Additionally there are other byproducts that could be used in creating fertilizers.

The operating costs (including power consumption, labor, chemicals, and fixed capital costs (taxes, maintenance, insurance, depreciation, and return on investment) worked out to $12,000 per hectare. That would equate to $46.2 billion per year for all the algae farms, to yield all the oil feedstock necessary for the entire country. Compare that to the $100-150 billion the US spends each year just on purchasing crude oil from foreign countries, with all of that money leaving the US economy.

Let's go over this a little more slowly.

First, the 15,000 square miles is actually 3.85 million hectares, just viewed with a different unit of measurement.

Next, he calculates a cost of running such algae farms.
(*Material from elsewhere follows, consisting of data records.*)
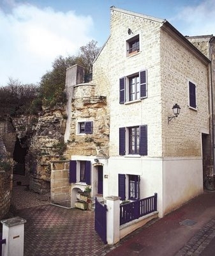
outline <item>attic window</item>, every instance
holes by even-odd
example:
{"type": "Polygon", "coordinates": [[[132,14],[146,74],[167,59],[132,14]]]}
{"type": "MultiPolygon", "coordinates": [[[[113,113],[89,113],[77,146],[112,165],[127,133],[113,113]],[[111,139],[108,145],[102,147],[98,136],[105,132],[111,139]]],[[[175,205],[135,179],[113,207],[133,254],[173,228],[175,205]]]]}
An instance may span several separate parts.
{"type": "Polygon", "coordinates": [[[127,56],[133,55],[140,51],[139,35],[130,38],[126,41],[127,56]]]}

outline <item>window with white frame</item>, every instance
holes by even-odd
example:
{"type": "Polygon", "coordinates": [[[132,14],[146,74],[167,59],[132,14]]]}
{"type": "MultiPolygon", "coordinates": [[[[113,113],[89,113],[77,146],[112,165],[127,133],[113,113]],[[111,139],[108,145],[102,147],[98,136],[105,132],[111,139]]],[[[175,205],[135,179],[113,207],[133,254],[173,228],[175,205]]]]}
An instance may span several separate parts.
{"type": "Polygon", "coordinates": [[[93,133],[93,122],[78,122],[78,134],[92,134],[93,133]]]}
{"type": "Polygon", "coordinates": [[[138,200],[140,198],[140,176],[128,175],[128,199],[138,200]]]}
{"type": "Polygon", "coordinates": [[[196,108],[196,86],[191,81],[189,81],[189,106],[196,108]]]}
{"type": "Polygon", "coordinates": [[[147,98],[147,70],[119,79],[119,104],[147,98]]]}
{"type": "Polygon", "coordinates": [[[118,175],[118,195],[121,200],[140,199],[140,175],[118,175]]]}
{"type": "Polygon", "coordinates": [[[120,127],[119,155],[147,155],[147,126],[120,127]]]}
{"type": "Polygon", "coordinates": [[[126,41],[127,56],[133,55],[140,51],[139,35],[130,38],[126,41]]]}

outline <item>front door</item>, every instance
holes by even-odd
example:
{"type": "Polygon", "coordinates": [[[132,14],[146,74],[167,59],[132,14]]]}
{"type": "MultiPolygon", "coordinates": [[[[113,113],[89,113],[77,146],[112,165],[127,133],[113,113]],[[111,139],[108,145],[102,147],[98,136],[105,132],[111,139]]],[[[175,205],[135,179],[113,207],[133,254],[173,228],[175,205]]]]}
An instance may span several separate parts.
{"type": "Polygon", "coordinates": [[[103,166],[98,166],[98,193],[103,195],[103,166]]]}

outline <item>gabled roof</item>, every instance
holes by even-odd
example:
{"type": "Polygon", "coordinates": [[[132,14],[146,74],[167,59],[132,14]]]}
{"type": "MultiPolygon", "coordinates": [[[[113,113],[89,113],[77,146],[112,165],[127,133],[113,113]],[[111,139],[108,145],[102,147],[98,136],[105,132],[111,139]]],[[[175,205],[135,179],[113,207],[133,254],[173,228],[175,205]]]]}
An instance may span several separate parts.
{"type": "MultiPolygon", "coordinates": [[[[149,20],[152,20],[161,24],[161,28],[163,29],[166,32],[169,33],[173,38],[179,42],[180,44],[183,45],[186,48],[188,49],[192,52],[192,53],[196,56],[199,60],[200,60],[205,65],[207,65],[211,62],[211,61],[197,48],[196,48],[192,43],[191,43],[185,36],[184,36],[178,30],[177,30],[170,22],[168,22],[166,19],[162,19],[159,18],[156,18],[152,16],[145,15],[144,14],[138,13],[128,11],[123,9],[117,8],[115,6],[110,7],[111,11],[119,12],[122,13],[125,13],[129,15],[133,15],[135,17],[138,17],[144,19],[147,19],[149,20]]],[[[94,61],[97,59],[100,55],[101,51],[106,45],[107,41],[109,40],[110,36],[108,37],[108,40],[101,47],[100,52],[97,55],[94,61]]]]}
{"type": "Polygon", "coordinates": [[[139,17],[140,18],[145,19],[147,19],[149,20],[154,20],[154,21],[156,21],[157,22],[160,22],[160,23],[162,23],[165,20],[162,19],[155,18],[154,17],[152,17],[152,16],[145,15],[144,14],[138,13],[136,12],[127,11],[126,10],[119,9],[114,6],[110,7],[110,10],[121,12],[122,13],[128,14],[130,15],[133,15],[133,16],[135,16],[135,17],[139,17]]]}

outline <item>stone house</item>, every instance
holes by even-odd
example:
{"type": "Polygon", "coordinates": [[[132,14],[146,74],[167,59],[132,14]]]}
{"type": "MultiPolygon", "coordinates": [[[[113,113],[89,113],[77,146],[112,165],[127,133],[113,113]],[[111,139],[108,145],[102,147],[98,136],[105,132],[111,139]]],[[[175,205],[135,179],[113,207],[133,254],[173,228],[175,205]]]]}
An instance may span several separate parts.
{"type": "Polygon", "coordinates": [[[166,20],[110,12],[93,81],[82,83],[78,66],[67,70],[71,207],[87,186],[122,200],[157,193],[162,217],[203,191],[210,60],[166,20]]]}

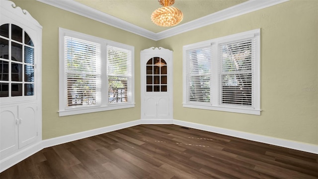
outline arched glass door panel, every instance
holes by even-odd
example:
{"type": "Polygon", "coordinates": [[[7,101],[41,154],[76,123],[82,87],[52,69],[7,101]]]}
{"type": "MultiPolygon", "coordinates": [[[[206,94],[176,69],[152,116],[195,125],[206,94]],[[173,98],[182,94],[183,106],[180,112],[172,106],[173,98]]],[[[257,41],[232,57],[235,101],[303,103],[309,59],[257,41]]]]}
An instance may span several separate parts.
{"type": "Polygon", "coordinates": [[[0,26],[0,97],[34,95],[34,47],[29,36],[11,24],[0,26]]]}
{"type": "Polygon", "coordinates": [[[146,91],[167,91],[167,63],[160,57],[153,57],[146,65],[146,91]]]}

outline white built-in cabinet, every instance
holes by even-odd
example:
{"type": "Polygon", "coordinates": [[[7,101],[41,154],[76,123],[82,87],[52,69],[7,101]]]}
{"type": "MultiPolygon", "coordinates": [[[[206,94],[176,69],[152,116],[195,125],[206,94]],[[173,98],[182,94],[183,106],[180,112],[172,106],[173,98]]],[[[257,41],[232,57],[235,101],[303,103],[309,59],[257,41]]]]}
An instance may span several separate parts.
{"type": "Polygon", "coordinates": [[[152,47],[141,52],[141,118],[172,119],[172,51],[152,47]]]}
{"type": "Polygon", "coordinates": [[[42,26],[13,2],[0,5],[2,163],[42,140],[42,26]]]}

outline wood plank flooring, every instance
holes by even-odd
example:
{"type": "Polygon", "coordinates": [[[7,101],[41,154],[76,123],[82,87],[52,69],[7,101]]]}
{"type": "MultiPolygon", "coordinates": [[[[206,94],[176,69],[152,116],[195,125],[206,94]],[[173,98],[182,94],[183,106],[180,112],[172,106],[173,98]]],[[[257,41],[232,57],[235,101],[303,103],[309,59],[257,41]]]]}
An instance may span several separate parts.
{"type": "Polygon", "coordinates": [[[318,179],[318,155],[175,125],[44,149],[2,179],[318,179]]]}

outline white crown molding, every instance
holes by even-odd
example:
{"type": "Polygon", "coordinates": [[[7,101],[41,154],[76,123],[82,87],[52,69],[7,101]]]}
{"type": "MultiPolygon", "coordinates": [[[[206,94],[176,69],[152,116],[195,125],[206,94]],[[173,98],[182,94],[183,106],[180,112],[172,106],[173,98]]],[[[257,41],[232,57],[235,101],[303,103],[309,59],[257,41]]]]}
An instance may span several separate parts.
{"type": "Polygon", "coordinates": [[[36,0],[157,41],[290,0],[249,0],[158,33],[152,32],[73,0],[36,0]]]}
{"type": "Polygon", "coordinates": [[[0,0],[0,10],[2,12],[1,13],[5,14],[8,17],[16,16],[16,18],[19,18],[21,21],[27,21],[36,26],[42,28],[27,10],[17,6],[14,2],[11,1],[0,0]]]}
You can think of that as the cost of the raw material, and by the time the material reaches consumers in the form of biodiesel it might be $150 billion worth of product (depending on the profiteering along the way).

Third, he points to the amount the U.S. spends to buy the oil we need to run the economy. The $100-150 billion per year is the amount sent to foreign countries to buy oil from them. Hence his comment about this being money leaving the U.S. economy. That amount of money degrades the U.S. balance of trade, meaning we have U.S. capital leaving this country.
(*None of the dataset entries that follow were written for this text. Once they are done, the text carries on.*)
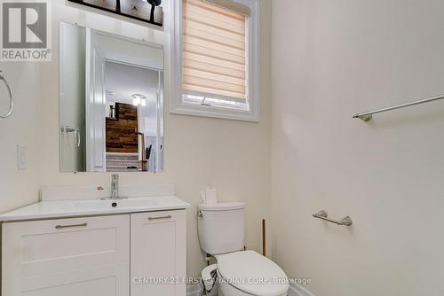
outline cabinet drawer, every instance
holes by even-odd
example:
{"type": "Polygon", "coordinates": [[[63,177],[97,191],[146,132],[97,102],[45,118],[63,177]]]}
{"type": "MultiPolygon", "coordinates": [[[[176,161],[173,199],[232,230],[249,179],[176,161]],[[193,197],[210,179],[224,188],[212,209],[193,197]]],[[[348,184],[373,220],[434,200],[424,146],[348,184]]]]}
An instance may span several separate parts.
{"type": "Polygon", "coordinates": [[[131,214],[131,296],[186,293],[186,212],[131,214]]]}
{"type": "Polygon", "coordinates": [[[5,223],[2,237],[4,280],[129,263],[129,215],[5,223]]]}

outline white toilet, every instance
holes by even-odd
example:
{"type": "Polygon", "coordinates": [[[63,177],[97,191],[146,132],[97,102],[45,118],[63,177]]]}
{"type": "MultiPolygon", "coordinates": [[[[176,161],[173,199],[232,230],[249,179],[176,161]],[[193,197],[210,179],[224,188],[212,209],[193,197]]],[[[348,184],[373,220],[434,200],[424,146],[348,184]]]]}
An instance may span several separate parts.
{"type": "Polygon", "coordinates": [[[283,270],[254,251],[242,251],[245,238],[243,203],[201,204],[198,210],[201,247],[217,260],[217,264],[202,270],[207,291],[212,288],[211,274],[217,271],[218,296],[287,295],[289,284],[283,270]]]}

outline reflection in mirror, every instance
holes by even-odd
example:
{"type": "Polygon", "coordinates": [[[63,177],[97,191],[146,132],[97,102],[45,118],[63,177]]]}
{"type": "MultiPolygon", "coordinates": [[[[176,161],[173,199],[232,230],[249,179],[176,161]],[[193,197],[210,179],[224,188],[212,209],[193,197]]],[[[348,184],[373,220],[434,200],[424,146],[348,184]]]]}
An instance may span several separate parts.
{"type": "Polygon", "coordinates": [[[59,40],[60,171],[162,171],[162,46],[67,23],[59,40]]]}

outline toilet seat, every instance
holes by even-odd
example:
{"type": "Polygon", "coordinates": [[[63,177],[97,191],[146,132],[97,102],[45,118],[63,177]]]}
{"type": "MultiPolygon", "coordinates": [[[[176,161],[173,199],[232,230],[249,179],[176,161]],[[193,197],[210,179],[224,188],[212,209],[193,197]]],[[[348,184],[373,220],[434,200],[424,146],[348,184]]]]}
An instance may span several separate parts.
{"type": "Polygon", "coordinates": [[[280,296],[289,290],[287,276],[274,261],[254,251],[216,257],[221,280],[256,296],[280,296]]]}

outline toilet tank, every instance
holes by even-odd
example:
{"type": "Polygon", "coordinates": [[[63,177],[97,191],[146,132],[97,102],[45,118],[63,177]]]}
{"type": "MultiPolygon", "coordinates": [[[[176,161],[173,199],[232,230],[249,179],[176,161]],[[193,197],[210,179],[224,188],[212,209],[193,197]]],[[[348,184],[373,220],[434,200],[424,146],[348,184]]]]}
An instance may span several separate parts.
{"type": "Polygon", "coordinates": [[[201,248],[215,255],[243,249],[245,204],[226,202],[197,206],[201,248]]]}

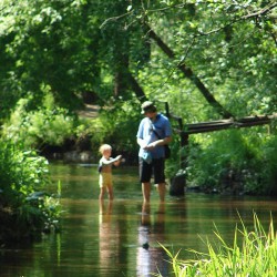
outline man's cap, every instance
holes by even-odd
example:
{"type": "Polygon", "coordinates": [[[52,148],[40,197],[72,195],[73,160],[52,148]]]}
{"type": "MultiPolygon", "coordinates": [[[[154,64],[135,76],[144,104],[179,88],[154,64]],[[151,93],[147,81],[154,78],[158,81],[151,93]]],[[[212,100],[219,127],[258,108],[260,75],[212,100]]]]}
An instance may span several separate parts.
{"type": "Polygon", "coordinates": [[[142,103],[142,114],[145,112],[156,112],[156,106],[151,101],[145,101],[142,103]]]}

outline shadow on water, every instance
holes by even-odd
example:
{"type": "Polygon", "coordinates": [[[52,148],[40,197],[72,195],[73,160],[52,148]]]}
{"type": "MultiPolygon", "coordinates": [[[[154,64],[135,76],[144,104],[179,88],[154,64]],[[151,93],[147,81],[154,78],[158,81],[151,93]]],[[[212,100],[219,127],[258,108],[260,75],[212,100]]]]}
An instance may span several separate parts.
{"type": "Polygon", "coordinates": [[[114,171],[115,199],[98,201],[96,165],[51,165],[55,192],[62,183],[61,234],[43,235],[32,245],[0,250],[2,277],[60,276],[151,276],[160,271],[172,276],[162,245],[172,253],[179,249],[206,252],[201,237],[214,237],[214,224],[232,240],[239,223],[238,213],[252,224],[253,211],[261,222],[276,216],[277,203],[270,198],[226,197],[187,194],[158,202],[153,189],[150,205],[142,205],[137,168],[114,171]]]}

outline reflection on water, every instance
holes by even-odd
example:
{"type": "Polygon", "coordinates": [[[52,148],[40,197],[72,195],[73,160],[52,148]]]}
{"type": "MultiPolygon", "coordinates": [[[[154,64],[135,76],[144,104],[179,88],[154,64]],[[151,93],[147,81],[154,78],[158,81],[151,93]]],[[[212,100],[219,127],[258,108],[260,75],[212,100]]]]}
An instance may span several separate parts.
{"type": "Polygon", "coordinates": [[[277,204],[270,198],[187,194],[167,195],[161,204],[153,189],[151,204],[143,205],[137,168],[113,172],[113,202],[98,199],[96,165],[55,164],[51,173],[50,191],[62,183],[62,232],[0,250],[1,277],[172,276],[160,244],[175,254],[182,249],[179,257],[187,258],[185,249],[206,252],[199,236],[214,237],[214,224],[232,242],[238,213],[249,226],[253,211],[264,223],[269,212],[276,219],[277,204]]]}
{"type": "Polygon", "coordinates": [[[162,276],[168,276],[170,264],[165,250],[160,244],[165,239],[165,204],[160,203],[157,211],[151,218],[151,205],[143,204],[142,220],[137,228],[138,245],[136,253],[136,276],[150,276],[150,273],[160,273],[162,276]]]}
Of course the money is not the only cost. There is an energy budget to consider. Does it require more energy to produce this biodiesel, than the energy you get upon burning the biodiesel. I don't know the answer, however many of the processes he's talking about here occur with the help of the Sun's energy. Algae is a form of solar power, using photosynthesis to do its magic. This means that for much of the "product cycle" we can sit back and let the algae do its work, without using some machine that requires power.

In the paper Dr. Briggs uses the term "Energy Return on Investment" to describe this. You're going to spend some energy on operating a process that produces energy in another form. If you spend more energy than you get as a result, then you've wasted your time and squandered your energy.